At The Other End of the Day

I was lucky, this morning, getting that spectacular sunrise. And also reminded of how badly I read the weather. This is something I'll need to get better at, if I want to get more of those really good images.

Attached is a picture I took in the Peak District this summer. I was there on a 2 day digital imaging course, and was out in the evening, nearby, looking for a nice sunset. I had taken a few to little effect, and was driving out by the humourously named Tittesworth Reservoir when I stopped to look at the sun setting nearby a local landmark called "The Cloud" - this is the long wedge-shaped peak in the distance. I thought the scene was nice enough, but then the sun went in behind the actual cloud, and produced, for about 20 seconds, the most dramatic scene ever - rays of light spilling out from behind the cloud, the colours intensified, and - with the sun now less of a direct light source - made the image possible to record in any detail. Again, I should have seen it coming...

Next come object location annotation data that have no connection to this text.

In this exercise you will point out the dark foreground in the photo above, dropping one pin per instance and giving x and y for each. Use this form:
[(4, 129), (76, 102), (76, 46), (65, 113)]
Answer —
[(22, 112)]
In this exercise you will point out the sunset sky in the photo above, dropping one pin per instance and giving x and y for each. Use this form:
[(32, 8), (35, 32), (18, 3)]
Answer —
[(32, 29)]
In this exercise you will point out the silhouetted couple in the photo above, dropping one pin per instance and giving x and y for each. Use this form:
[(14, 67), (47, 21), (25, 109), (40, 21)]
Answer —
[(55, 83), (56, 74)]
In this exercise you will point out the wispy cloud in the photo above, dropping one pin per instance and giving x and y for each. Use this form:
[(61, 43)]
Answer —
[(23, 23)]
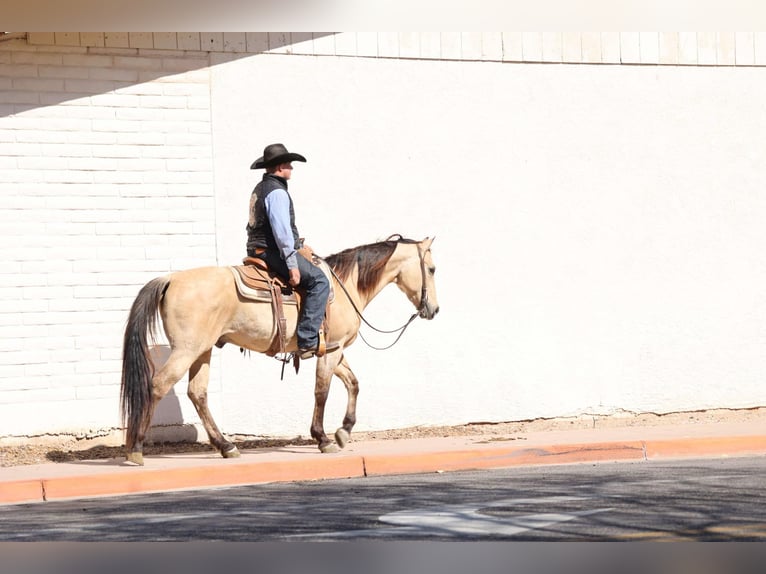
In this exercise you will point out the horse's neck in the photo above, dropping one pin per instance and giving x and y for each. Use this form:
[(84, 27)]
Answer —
[(393, 266)]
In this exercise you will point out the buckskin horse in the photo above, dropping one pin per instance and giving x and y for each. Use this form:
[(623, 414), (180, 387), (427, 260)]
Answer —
[(202, 307)]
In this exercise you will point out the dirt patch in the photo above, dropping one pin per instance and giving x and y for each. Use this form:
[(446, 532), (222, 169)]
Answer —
[(69, 450)]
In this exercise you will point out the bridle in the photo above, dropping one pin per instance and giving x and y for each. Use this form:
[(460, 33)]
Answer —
[(418, 313)]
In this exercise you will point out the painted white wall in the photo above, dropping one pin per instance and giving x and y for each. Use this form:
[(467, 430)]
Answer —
[(598, 228)]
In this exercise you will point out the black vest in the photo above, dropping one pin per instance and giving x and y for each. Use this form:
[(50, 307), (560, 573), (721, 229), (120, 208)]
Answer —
[(259, 233)]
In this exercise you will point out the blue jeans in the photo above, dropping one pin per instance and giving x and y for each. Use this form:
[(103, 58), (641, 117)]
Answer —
[(316, 287)]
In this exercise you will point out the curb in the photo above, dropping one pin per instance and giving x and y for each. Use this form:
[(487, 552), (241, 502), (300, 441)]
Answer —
[(229, 473)]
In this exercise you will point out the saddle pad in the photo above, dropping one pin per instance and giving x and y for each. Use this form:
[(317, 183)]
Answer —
[(255, 294)]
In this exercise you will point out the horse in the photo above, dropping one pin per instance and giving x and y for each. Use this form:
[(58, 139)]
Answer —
[(201, 308)]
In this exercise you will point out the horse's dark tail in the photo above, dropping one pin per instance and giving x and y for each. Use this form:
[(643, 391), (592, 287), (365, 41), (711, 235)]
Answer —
[(137, 367)]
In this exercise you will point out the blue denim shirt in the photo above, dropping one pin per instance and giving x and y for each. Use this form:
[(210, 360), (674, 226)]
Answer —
[(278, 210)]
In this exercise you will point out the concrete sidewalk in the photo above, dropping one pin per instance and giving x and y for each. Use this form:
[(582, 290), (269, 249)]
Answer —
[(58, 481)]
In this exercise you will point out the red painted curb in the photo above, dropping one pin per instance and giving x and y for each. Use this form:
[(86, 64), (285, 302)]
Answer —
[(232, 473), (20, 491), (690, 447), (502, 457)]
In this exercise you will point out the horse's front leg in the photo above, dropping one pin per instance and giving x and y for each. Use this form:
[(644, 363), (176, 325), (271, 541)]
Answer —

I did process the image in Photoshop, slightly lightening the foreground and just balancing up the levels and colour saturation. I think it makes for a pretty special image.

Ivan

3 comments:

Critical Light said...

You're right. That is a special picture. It is so well balanced. The foreground is not too dark but not domineering, and leads you to the sky which is simply gorgeous.

Ivan said...

Thanks Damian. My only gripe with this picture is the plant sticking up in the front left of the picture. It crosses the fence, and is in direct line of the distant peak of interest. I may try and clone it out in Photoshop...
Ivan

Critical Light said...

Well I have two contrasting comments. First, I did not notice the plant. It's not ugly either. It also helps to provide a frame/border for the foreground and may actually help to bring the viewer to the sky. And it is very natural looking too. Secondly, if the plant is removed, it creates a slope upwards from the left foreground to the right midground which takes the viewer to the sky.